Perched atop the goblin fortifications, Ben watches the compound below for any sign of a woman matching Nualia's description. Instead, he spots the Thistletop warchief riding around on the back of a giant gecko, a battered crown of scrap metal perched atop his misshapen brow. Taking wing once more, Ben swoops down to circle Karrack and Rast as they sit shivering amidst the jagged rocks at the base of the island. Landing in a cave mouth 50ft up the sheer side of the cliff, Ben transforms back into his human shape and lowers a rope to his two soggy friends. 

Twiddling his thumbs as Rast and Karrack make their leisurely ascent, Ben is unpleasantly surprised when a rubbery tentacle snakes around his neck and wrenches him off his feet.
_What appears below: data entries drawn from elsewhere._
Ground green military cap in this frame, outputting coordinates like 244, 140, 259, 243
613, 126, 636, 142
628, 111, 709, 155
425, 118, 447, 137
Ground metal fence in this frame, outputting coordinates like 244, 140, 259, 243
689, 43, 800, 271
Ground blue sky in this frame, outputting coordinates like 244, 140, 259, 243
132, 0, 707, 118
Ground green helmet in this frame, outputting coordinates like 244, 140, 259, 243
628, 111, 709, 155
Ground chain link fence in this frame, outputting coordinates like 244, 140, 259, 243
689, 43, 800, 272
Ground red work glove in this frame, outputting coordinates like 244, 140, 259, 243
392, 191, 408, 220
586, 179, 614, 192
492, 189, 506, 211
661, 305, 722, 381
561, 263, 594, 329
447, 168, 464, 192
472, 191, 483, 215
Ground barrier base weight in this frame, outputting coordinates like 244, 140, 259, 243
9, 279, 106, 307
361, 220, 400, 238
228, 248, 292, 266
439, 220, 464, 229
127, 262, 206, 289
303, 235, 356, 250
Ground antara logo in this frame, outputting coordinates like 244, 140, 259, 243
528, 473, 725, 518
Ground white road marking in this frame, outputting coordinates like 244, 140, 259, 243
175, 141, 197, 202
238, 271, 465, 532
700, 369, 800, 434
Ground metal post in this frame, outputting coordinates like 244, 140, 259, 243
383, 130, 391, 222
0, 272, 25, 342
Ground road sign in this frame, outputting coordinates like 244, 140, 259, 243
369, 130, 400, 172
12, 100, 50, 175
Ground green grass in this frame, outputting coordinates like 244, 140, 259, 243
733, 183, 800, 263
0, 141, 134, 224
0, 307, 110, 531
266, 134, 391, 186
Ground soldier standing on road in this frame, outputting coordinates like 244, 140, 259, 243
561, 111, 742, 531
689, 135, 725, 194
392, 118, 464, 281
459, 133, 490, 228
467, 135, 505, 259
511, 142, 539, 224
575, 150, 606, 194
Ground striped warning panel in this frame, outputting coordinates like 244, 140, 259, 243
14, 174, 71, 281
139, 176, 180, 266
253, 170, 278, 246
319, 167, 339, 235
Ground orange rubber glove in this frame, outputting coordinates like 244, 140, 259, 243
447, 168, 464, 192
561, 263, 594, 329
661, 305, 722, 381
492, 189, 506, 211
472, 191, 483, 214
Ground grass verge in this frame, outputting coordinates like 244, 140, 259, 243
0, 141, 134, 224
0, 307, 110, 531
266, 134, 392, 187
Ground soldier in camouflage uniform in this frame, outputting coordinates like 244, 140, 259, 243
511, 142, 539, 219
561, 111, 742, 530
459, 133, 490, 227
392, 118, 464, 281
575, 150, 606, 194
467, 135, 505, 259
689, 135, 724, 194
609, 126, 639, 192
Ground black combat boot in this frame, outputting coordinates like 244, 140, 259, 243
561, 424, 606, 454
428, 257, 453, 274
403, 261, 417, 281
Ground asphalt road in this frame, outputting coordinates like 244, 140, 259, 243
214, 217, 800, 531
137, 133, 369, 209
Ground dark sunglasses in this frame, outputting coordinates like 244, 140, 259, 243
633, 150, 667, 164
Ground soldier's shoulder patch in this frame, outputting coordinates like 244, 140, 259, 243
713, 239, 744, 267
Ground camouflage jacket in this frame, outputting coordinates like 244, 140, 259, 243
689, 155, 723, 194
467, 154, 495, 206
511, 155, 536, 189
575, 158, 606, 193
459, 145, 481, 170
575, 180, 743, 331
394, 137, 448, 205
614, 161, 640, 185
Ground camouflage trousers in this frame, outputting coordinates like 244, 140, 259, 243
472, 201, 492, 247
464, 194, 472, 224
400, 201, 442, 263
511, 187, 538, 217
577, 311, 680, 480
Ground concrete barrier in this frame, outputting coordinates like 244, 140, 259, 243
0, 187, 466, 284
A second, spiked feeler pierces the ranger's armour and skewers his torso, pumping organ-liquefying venom into his chest. Unable to break free of the Tentamort's deadly embrace, it falls to Rast to prevent the lurking horror from turning Ben into a gruesome, human milkshake. 
Having defeated the mummy Tentamort, Ben, Karrack and Rast must deal with the creature's vile spawn, as the baby tentamorts burst out of the bloated corpse of the creature's last victim. Meanwhile, back on the coast, Krogg and Antony grow weary of waiting for the others to return and - having hijacked a small fishing vessel - row across to investigate the disappearance of their friends. 

To be continued....


----------



## mikeawmids (Jun 13, 2014)

(Savaged) Rise of the Runelords 
Session Three/Part Two - 15/03/2012 

The group enjoy a welcome interlude, as Ben recovers from his tentacular tussle, before delving deeper into the dungeon beneath Thistletop. 'Tasting' the air with his long, lizardy tongue, Karrack takes the lead, following the goblin stink pervading the tunnels. Soon, the party come to a pair of enormous, stone double-doors, their faces carved with images of horrific, deformed monsters clawing their way out of pregnant women of all races. Repressing a shared shudder, the group decide to leave that grim portal alone for a while. Their aimless blundering leads to a gallery of goblin 'art' and Krogg pauses to admire a portrait of Warchief Ripnugget, smeared on the wall with what may or may not be poo. 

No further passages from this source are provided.